Hemophilia is caused by a deficiency in blood clotting factors. The disorder is characterized by abnormally sustained bleeding, which is usually managed with medications that promote blood clotting or otherwise control bleeding.
Hemophilia patients also have higher rates of cardiovascular and metabolic risk factors, including obesity-related complications, than the general population. Specifically, children with hemophilia have increased rates of hypertension, and blood levels of glucose (sugar) and lipids (fat) than non-affected children.
Nutrition is an important consideration in effectively managing hemophilia. However, standard hemophilia treatment does not currently include disease-specific guidelines to reduce nutrition-related cardiovascular risks.
The DASH diet has been identified as a safe and effective approach to managing blood pressure, cholesterol, and blood glucose levels in the general population. The diet emphasizes the consumption of whole grains, legumes, nuts, fruits, vegetables, low-fat dairy, and white meat while avoiding red meat and foods high in sodium.
In the study, researchers in Iran, along with a colleague in the U.K., sought to determine the impact of the DASH diet on cardiovascular and metabolic risk factors in adolescents with hemophilia.
The 10-week clinical trial (IRCT20130903014551N6) was conducted from March to June 2020, and included 40 adolescents, age 10 to 18, with hemophilia recruited from Omid Hospital in Isfahan, Iran. The study participants were male and had not used antioxidant supplements or a prescribed diet prior to the study.
Patients were randomly assigned to the DASH diet or a control diet. The DASH group (mean age 13.8) received a diet consisting of 50%–55% carbohydrate, 27%–30% fat, and 16%–18% protein, with restricted consumption of red meat and sodium. The control group received healthy eating recommendations such as adequately chewing food before swallowing, minimizing fat and sugar consumption, avoiding fried food, and eating frequent small meals and healthy snacks.

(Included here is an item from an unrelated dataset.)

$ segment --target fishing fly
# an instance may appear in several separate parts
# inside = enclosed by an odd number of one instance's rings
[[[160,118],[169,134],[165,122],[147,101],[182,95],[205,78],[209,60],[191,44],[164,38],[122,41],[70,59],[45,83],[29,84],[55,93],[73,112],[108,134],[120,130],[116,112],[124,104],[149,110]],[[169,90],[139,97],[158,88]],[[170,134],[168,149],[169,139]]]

Because blood vitamin C levels increase on the DASH diet, its levels can be used as indicators of diet compliance. Vitamin C levels were measured at the start of the study and after 10 weeks. Study participants and their parents attended an introductory meeting and follow-up meetings at the two-, four-, six-, and eight-week mark. Parents also completed food records on the first, fifth, and 10th weeks.
A total of seven patients withdrew from the study, three in the DASH group and four from the control group, due to medical or personal issues, or lack of adherence to the diet.
Although participants in the DASH group were in a higher weight and height percentile, the two groups showed no differences in age, body mass index percentile, or waist circumference. During the trial, the mean consumption of calories, carbohydrates, protein, and fat were also not significantly different between the groups.
Results showed that, compared to the control group, adolescents on the DASH diet had increased potassium, calcium, and vitamin C intake, as well as lower sodium consumption.
By the end of the trial, the DASH group had significantly higher blood vitamin C levels compared to both baseline (study start) and the control group, suggesting compliance with the diet. Also, compared to controls, the DASH group had a reduction in blood pressure, blood glucose and fat levels, total cholesterol, and low-density lipoprotein (LDL), which may cause cholesterol build-up in the arteries. The group also showed a significant increase in HDL, which helps remove harmful cholesterol from the blood.
Notably, systolic blood pressure (pressure in arteries when the heart beats) but not diastolic blood pressure — pressure in the arteries in between heartbeats — was significantly decreased in the DASH group compared to controls.
“Our findings indicate that this diet can also be beneficial in adolescents with hemophilia. Indeed, our findings suggest that the DASH diet can improve blood pressure, blood glucose, and lipid profile,” the researchers wrote.
One of the study’s limitations was the inability to blind participants or researchers — in other words, making them unaware of which treatment they received.